October 25, 2010
All complaints aside, I’m still excited…
…about the Canada Reads “top 40” to be announced Thursday! In the end I folded and submitted a recommendation against my better judgement (it was a past Canada Reads winner, but given I suspect MANY past Canada Reads winners will be on the list, I’d like one on there that actually feels “essential”, to me). The final list will be, I suspect, a bit of a Janus, with half the list being over-read, popular books the likes of Book of Negroes and Three Day Road, and the other half the product of write-in campaigns organized by enterprising or beleaguered authors. And honestly, that’s not a bad mix. If it makes it that way into the final five, we’ll have a fun little reading list.
I am nursing a little wish-list. Books I’d like to read, but in all honesty probably won’t get to anytime soon if they don’t make the Canada Reads cut. The sad truth is that for all my whining, I’ve actually read very little “recent” Canadian literature – not even the big sellers. So with no further ado, here is my top-5 dream-list!
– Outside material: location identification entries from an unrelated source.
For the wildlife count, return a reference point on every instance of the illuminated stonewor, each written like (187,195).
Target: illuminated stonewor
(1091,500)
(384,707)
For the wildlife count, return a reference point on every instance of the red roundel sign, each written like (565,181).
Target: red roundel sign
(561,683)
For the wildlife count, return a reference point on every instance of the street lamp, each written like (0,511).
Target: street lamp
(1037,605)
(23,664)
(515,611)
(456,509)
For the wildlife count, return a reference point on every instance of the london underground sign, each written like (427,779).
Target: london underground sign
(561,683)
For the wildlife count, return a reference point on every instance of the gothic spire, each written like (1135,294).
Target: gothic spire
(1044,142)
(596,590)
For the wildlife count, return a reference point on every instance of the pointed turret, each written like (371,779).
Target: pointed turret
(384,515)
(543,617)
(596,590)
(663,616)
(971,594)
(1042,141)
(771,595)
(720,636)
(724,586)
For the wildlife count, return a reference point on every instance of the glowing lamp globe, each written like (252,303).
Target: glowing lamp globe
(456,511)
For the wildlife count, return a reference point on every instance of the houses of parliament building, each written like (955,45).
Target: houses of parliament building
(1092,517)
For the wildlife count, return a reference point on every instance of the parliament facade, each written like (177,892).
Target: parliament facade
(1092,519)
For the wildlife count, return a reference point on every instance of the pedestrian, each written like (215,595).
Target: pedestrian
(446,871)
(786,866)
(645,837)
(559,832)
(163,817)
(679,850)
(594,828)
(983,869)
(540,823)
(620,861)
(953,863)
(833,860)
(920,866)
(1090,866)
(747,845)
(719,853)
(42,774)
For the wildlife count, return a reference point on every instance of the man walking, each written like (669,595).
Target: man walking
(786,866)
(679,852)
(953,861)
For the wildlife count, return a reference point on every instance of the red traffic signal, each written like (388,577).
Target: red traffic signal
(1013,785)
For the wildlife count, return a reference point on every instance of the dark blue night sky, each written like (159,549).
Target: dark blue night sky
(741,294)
Canada Reads 2011 (If Charlotte Got To Choose)
1. Three Day Road by Joseph Boyden (I know, I know…)
2. DeNiro’s Game or Cockroach by Rawi Hage (I’m not picky.)
3. Blackstrap Hawco by Kenneth J. Harvey (“epic”, “historical” and an Atlantic Canada Reads nod? I’m in!)
4. The Best Laid Plans by Terry Fallis (I need to laugh now and again, by god.)
5. Elle by Douglas Glover (More history – this time with added feminism!)
***
I’ll have to hold out until next year to get my fix of older titles. I was so hoping to see certain names on a Canada Reads list — those authors have the misfortune not to have published anything major in the last ten years. Canada Reads panelists of the future, how I hope you’ll Google me…
Canada Reads 2012 (If Charlotte Got To Choose)
1. The Tin Flute by Gabrielle Roy
2. Anything by Josef Škvorecký (Swell Season? Bass Saxophone? Two Murders in my Double Life?)
3. Whiteoaks of Jalna by Mazo de la Roche (Tell me a 16-book Canadian soap opera from the 1930s wouldn’t be dead fun to read.)
4. Autobiography of Red by Anne Carson (Poetry, queer lit, historical fantasy and international cred all in one.)
5. Dreams Underfoot by Charles de Lint (One of his best, I think – short stories. Pretty please?)
***
Good luck to everyone tomorrow!
The “I need to laugh now and then” comment was exactly what I’ve been hearing a lot of lately. My boss is convinced that CanLit is nothing short of depressing and dark all the time, so we’ve decided to do our own spin-off: Canada Reads…and Laughs!
Terry Fallis is one author we’d like to read, too, and he’s willing to participate. She also recommended The Bachelor Brothers’ Bed and Breakfast by Bill Richardson. Have you read that? It’s old, but anyway. I think she’s right. And so are you. We do need some funny now and then, by god.
I actually, embarrassingly, haven’t read a single one on either of your lists. Yet.
Many thanks for the honour of including my novel in your 2011 wish list!